My mother was very interested in our family and knew a great deal about it because so many of them had kept an account of their lives. Most of these were all bound and kept at Eversleigh which had been the original home of the family; but marriages throughout the years tended to send people off to different places; and Eversleigh was now the home of what was almost another branch of the family. We visited rarely because it was such a long way to the other side of England—the south-east, whereas Cador was in the south-west.
My mother had seen some of the volumes and she would tell me about them. I was very interested in my ancestor Angelet. She had had a twin sister called Bersaba and both had married the same man—Angelet first and her sister Bersaba afterwards: that was when my namesake had died.
At Cador there was a picture gallery, and the portrait which was of greatest interest to me was that of my grandfather.

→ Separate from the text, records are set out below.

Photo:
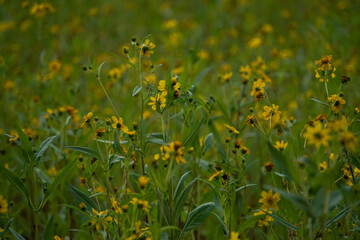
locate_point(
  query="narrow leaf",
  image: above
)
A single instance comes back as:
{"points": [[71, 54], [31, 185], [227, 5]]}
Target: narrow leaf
{"points": [[180, 184], [86, 150], [16, 235], [341, 214], [15, 181], [136, 90], [197, 217], [61, 177], [201, 75]]}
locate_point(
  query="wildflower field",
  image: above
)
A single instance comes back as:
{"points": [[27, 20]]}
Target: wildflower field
{"points": [[209, 119]]}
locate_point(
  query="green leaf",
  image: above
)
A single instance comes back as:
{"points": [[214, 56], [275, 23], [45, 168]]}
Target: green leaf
{"points": [[82, 197], [57, 181], [88, 151], [117, 147], [197, 217], [209, 141], [341, 214], [248, 223], [180, 201], [43, 146], [193, 133], [297, 200], [180, 184], [137, 89], [16, 235], [201, 75], [285, 165], [283, 222], [17, 184], [170, 228], [49, 230], [157, 141], [26, 147], [245, 186], [225, 229]]}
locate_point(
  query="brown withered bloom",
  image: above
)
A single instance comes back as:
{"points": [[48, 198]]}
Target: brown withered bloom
{"points": [[344, 79], [269, 166]]}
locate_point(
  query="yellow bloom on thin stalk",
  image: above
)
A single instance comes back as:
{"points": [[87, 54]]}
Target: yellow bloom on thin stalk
{"points": [[323, 166], [266, 219], [86, 118], [158, 102], [177, 149], [272, 112], [234, 236], [3, 205], [146, 48], [269, 200], [280, 145], [119, 124], [231, 129], [317, 136], [325, 63]]}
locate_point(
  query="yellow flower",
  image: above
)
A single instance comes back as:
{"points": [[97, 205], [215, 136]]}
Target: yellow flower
{"points": [[146, 48], [254, 42], [162, 85], [272, 112], [226, 77], [83, 181], [143, 205], [158, 102], [350, 141], [269, 200], [231, 129], [266, 219], [250, 121], [325, 63], [257, 87], [143, 181], [134, 201], [101, 220], [52, 171], [115, 73], [280, 145], [337, 101], [323, 166], [115, 205], [82, 206], [317, 136], [86, 118], [215, 175], [3, 205], [177, 149], [54, 66], [245, 72]]}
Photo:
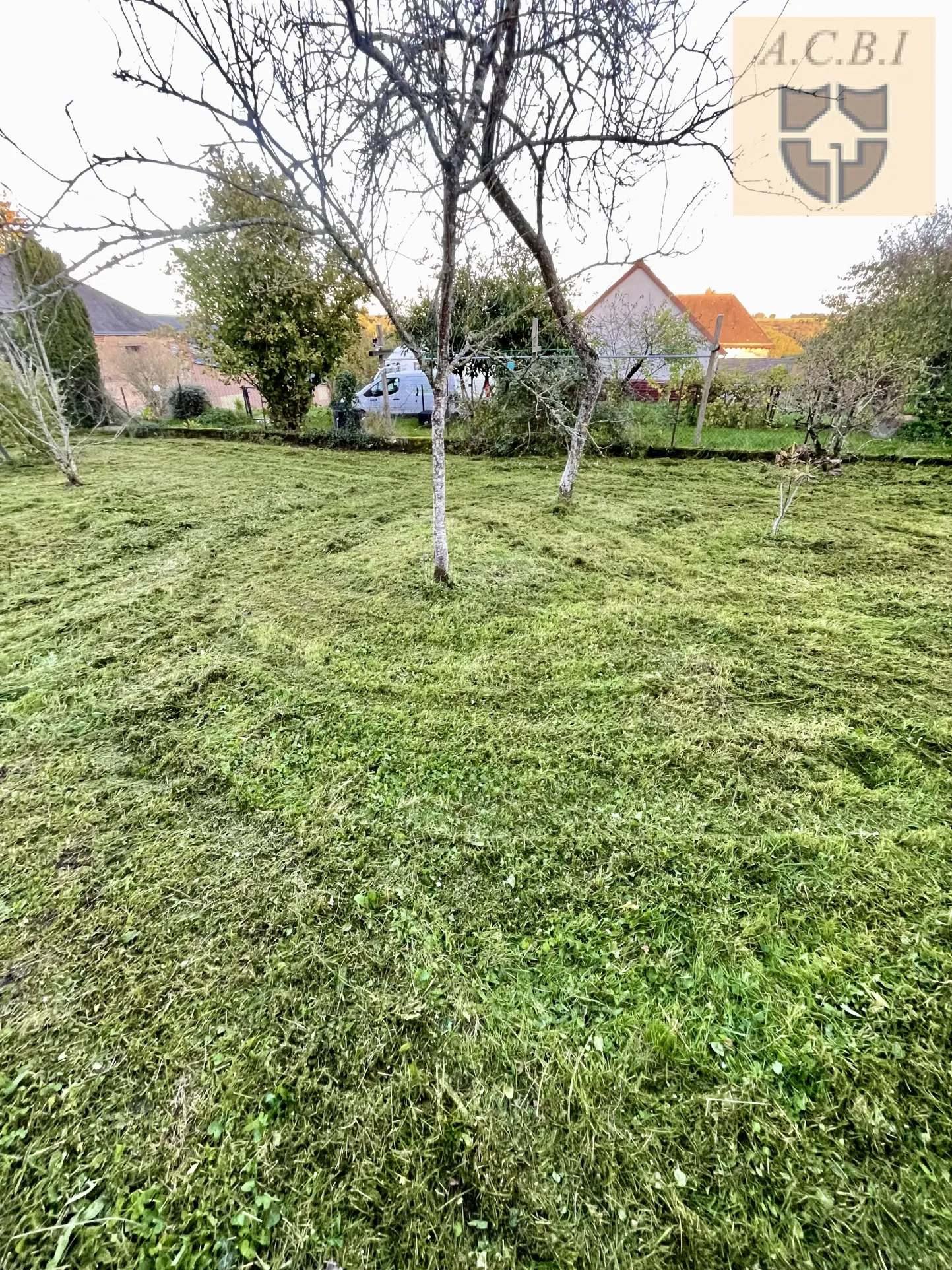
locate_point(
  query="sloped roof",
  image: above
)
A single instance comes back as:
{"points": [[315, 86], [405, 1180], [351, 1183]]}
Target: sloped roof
{"points": [[703, 331], [800, 328], [113, 318], [107, 317], [739, 328]]}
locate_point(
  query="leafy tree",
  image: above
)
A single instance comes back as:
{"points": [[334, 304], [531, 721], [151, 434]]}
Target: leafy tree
{"points": [[357, 356], [494, 302], [265, 304], [903, 301], [852, 376]]}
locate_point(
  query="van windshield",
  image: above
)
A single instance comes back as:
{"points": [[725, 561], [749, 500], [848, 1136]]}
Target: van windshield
{"points": [[376, 389]]}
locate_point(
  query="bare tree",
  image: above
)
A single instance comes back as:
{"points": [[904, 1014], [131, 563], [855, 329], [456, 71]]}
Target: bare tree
{"points": [[353, 106], [149, 367], [33, 411], [850, 379], [434, 104], [583, 100]]}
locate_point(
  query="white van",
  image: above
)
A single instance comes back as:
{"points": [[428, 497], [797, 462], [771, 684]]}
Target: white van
{"points": [[409, 393], [409, 390]]}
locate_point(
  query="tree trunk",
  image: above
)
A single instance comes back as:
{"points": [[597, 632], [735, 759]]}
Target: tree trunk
{"points": [[441, 378], [569, 325], [577, 446]]}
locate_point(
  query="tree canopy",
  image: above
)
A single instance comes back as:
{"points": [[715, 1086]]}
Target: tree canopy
{"points": [[898, 309], [265, 304]]}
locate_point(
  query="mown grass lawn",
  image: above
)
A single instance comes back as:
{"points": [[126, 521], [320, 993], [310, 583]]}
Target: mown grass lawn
{"points": [[597, 912]]}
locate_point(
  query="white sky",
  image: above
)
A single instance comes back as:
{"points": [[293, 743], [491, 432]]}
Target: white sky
{"points": [[64, 51]]}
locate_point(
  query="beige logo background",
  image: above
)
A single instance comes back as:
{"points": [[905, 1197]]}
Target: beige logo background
{"points": [[871, 126]]}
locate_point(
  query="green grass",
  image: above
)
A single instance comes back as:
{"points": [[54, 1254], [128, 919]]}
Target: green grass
{"points": [[594, 912], [780, 438]]}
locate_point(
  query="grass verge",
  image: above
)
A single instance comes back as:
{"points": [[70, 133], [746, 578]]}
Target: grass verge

As he looked down on me his eyes seemed to follow me wherever I was in the gallery and I could fancy his face changed as he watched. It was a clever portrait, I suppose, because one had the impression that at any moment he was going to step out of the frame. He was dark; there was a great strength in his face; his mouth seemed to turn up at the corners as one watched and there was a twinkle in his eyes. He looked as though he thought life a great joke.
My mother discovered my interest in the picture.
“You are always gazing at it,” she said.
“It seems as though he is really there. The others are just paintings. He looks alive.”
She turned away; I knew she did not want me to see how moved she was.
Then she said: “He was a wonderful man. I loved him … dearly. When I was young he was the most important person in my life. Oh, Angel, how I wished you could have known him! I sometimes think that our lives are planned for us. He had to die young. He could never grow old. He had lived adventurously, violently even … and then he came to peace with the family he loved dearly … my mother, Jessica, Jacco and me.”
She stopped, too emotional to go on.
I slipped my arm through hers.
“Let us not look at him, Mama,” I said, “if it hurts you.”
She shook her head. “If he were here he would laugh at me. He would tell me not to grieve. She went with him … my mother … and Jacco too. They all went. They left me alone. Even now … I remember it so vividly. I can never forget … even now I think of that day when they went away and never came back.”